Nestes últimos meses, tem-se verificado um desajuste entre a oferta e procura, sobretudo, no que se refere às capacidades económicas da classe média, o principal motor do mercado imobiliário no nosso país. Para Pedro Lencastre, diretor da JLL Portugal, “nesta altura, o principal desafio é a falta de oferta. O sector esteve praticamente parado em termos de construção durante os últimos anos e a procura que hoje está a emergir não encontra uma resposta rápida às suas pretensões.”

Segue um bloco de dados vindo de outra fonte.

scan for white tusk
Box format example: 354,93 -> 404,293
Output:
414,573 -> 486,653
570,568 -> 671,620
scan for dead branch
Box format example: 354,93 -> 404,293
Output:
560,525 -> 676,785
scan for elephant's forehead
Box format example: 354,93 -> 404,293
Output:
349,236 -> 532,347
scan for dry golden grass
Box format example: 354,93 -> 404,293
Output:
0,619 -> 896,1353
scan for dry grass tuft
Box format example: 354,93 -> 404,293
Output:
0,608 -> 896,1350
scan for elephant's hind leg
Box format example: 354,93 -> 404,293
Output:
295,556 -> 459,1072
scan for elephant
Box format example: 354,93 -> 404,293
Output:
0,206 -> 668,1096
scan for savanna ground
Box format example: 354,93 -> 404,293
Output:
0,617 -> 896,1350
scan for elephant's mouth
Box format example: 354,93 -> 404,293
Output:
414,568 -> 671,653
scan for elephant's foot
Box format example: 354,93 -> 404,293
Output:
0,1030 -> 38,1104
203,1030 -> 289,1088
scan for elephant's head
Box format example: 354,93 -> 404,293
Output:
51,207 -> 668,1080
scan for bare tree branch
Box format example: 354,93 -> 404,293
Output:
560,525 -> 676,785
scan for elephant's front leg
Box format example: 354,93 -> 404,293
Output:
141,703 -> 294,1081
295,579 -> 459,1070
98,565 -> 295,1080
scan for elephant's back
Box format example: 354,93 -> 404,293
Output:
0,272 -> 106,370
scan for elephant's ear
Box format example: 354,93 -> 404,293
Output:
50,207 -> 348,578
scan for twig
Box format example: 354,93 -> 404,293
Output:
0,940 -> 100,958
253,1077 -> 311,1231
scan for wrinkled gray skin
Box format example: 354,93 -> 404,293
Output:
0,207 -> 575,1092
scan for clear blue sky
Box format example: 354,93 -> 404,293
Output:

Devemos ser conscientes da importância que detém uma estratégia de habitação para o desenvolvimento sustentável do país. Uma das soluções apontadas, por vários especialistas na matéria, assenta na reabilitação dos espaços públicos urbanos de forma a criar novas soluções de habitação nas cidades e vilas. A reabilitação destes espaços é um fator de estímulo para a atração e fixação de novos comércios, que vêm trazer também novas dinâmicas para estas zonas. Seria importante trabalhar com os proprietários de prédios devolutos ou degradados, para potenciar novas soluções de habitação e aumentar a colocação de mais imóveis no mercado.

É de assinalar que, nos primeiros três meses do ano, foram vendidos 35.178 imóveis. De acordo com os dados do INE, é valor mais elevado desde 2009. Tal como refere Luís Lima, presidente da APEMIP, “há no sector imobiliário muitas oportunidades por explorar, nomeadamente no que diz respeito aos mercados de reabilitação urbana, alojamento local e arrendamento urbano”.

No mesmo sentido, Pedro Lencastre garante que “continuam a existir boas oportunidades, especialmente para quem olha para os imóveis como uma alternativa de aforro face a aplicações financeiras”. Para o diretor da JLL Portugal, “os retornos – em média, em torno de 4% a 5% – conseguidos com o imobiliário, com a compra para colocação no mercado de arrendamento longo prazo ou curto prazo, são muito mais interessantes”.

Para aqueles que estão interessados em investir, há várias formas de rentabilizar um imóvel, seja através do aluguer de longa duração, mais aconselhado para quem procura rendimentos fixos de longo prazo; do arrendamento local, que será mais rentável, uma vez que os impostos são mais baixos, embora seja preciso ter em conta que exige um investimento superio; ou o arrendamento de curta duração, que proporciona rendimentos mais elevados, mas de curto prazo.

Torna-se ainda relevante divulgar, junto dos potenciais investidores, a legislação nesta matéria, de forma a beneficiar dos inúmeros apoios e incentivos fiscais atribuídos a este tipo de ações. O Regime Jurídico da Reabilitação Urbana introduziu novos benefícios para a reabilitação urbana e estabeleceu a possibilidade de delimitação das áreas de reabilitação urbana (ARU). Estas são da competência da Assembleia Municipal, que atribuí à Área um conjunto significativo de efeitos, entre os quais, a definição dos benefícios fiscais associados aos impostos municipais sobre o património, bem como a atribuição aos proprietários do acesso aos apoios e incentivos fiscais e financeiros à reabilitação urbana.